You might argue that we shouldn’t sweat the small stuff, as the psychotherapist Richard Carlson put it, but can a leader, whether in biodiversity, environmental activism, or healthcare, afford to keep their eyes fixed on the big picture and leave the details to others? If you believe in the value of clinical leadership you will know that the small stuff matters and recognise the virtue of marginal gains. Clinicians bring an understanding of the fundamental transactions in patient care to their leadership roles. Indeed, David Oliver reminds us that meaningful improvement is driven at the local level by small and medium sized teams (doi:10.1136/bmj.l4339). The role of the wider organisation is to create the right culture, incentives, and investments in education and data.

Despite the highest endorsements, only 10% of NHS chief executives are clinically trained.
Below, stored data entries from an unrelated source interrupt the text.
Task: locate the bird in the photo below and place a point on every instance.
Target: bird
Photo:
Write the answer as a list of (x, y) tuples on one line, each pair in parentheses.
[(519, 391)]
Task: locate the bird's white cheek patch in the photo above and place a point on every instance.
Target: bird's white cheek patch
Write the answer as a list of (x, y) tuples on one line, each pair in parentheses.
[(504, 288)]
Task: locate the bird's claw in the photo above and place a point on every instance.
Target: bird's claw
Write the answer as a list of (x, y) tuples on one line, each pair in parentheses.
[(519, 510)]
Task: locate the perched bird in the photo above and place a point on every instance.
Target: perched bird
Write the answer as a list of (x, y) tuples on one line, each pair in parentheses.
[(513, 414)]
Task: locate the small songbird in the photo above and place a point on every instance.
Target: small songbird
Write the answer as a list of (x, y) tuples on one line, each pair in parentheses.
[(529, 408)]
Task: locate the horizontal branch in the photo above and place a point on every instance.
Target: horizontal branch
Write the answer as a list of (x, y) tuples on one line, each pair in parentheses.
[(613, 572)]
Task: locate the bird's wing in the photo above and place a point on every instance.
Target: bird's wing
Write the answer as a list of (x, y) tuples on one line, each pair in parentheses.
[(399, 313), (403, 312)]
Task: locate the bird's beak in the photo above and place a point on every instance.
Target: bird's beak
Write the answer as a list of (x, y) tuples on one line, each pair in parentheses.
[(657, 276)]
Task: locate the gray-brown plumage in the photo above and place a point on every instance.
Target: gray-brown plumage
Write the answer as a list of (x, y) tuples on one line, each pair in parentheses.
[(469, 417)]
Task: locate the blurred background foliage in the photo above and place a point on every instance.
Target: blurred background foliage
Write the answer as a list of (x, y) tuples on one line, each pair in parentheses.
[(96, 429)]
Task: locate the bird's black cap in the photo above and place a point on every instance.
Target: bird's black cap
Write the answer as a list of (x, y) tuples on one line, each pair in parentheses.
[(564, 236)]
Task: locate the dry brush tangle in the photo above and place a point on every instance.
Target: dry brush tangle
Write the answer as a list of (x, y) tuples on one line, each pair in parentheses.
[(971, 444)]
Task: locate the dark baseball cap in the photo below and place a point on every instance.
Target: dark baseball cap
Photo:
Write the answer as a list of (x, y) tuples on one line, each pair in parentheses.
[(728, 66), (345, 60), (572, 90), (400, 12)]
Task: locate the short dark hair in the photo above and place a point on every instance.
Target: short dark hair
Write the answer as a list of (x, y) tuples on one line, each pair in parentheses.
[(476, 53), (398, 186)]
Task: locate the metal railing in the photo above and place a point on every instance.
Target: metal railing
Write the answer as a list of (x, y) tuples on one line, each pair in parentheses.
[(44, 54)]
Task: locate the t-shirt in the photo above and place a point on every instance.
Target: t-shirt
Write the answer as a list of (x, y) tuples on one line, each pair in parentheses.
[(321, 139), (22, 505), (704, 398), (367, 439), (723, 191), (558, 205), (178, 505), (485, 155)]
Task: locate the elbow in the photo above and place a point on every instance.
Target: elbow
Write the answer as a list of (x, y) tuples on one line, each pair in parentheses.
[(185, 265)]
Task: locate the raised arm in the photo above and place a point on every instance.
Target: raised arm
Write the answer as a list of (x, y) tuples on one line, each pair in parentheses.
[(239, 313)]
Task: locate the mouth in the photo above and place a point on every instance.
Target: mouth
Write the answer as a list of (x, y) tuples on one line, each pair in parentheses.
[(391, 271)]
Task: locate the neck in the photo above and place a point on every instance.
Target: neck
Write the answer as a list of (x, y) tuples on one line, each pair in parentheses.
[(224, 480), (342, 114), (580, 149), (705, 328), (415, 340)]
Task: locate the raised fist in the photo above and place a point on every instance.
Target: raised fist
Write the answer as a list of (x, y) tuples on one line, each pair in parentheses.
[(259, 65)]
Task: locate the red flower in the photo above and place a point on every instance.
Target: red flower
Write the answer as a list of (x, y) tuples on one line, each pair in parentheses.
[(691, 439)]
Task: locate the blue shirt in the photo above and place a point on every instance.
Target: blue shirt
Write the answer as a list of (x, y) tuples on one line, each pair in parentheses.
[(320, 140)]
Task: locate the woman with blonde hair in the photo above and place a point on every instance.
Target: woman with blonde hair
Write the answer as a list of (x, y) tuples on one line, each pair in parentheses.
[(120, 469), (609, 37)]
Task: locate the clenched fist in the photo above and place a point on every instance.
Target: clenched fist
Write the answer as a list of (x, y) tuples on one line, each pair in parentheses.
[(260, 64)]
A major barrier to increasing those numbers is trading the job security of a clinician for the less secure position of chief executive, finds Jacqui Thornton (doi:10.1136/bmj.l4341). She quotes NHS Providers’ Saffron Cordery: “We’ve got to stop sacrificing the leaders.” But how is that possible in our culture of corporate blame, where the buck stops with the chief executive? The answer might be to borrow from evolutionary biology and diversify, to create new roles for clinicians adapted to today’s threats to healthcare’s culture and environment.

Threats are important. You will see them in the definition of post-traumatic disorder, where diagnosis can be based on the patient’s exposure to actual or “threatened” death, serious injury, or sexual violence (doi:10.1136/bmj.l2372). You might add to your personal threats by taking dual antiplatelet therapy for too long (doi:10.1136/bmj.l2222), defying your endogenous circadian system (doi:10.1136/bmj.l2327), or resisting physical activity from middle age onwards (doi:10.1136/bmj.l2323). In particular, this week we help you lessen the threats faced by your patients with acute kidney injury (doi:10.1136/bmj.l4007).

The worst threats, however, are those that we humans pose to our planet and to all creatures great and small (doi:10.1136/bmj.l2385). A landmark UN report finds that our species has significantly altered 75% of land and 66% of ocean areas.1 By destroying our planet’s biodiversity we are killing off the opportunity to learn from and harness the secrets of survival that exist in fungi and bacteria, in amphibians and sharks. E O Wilson argues that half the Earth’s land surface must be secured for wildlife. On a smaller, more local level we offer examples from around the world of how to transform healthcare for the sake of the environment (doi:10.1136/bmj.l2398).

All of us have a leadership role to play. When it comes to biodiversity and the planet, do sweat the small stuff.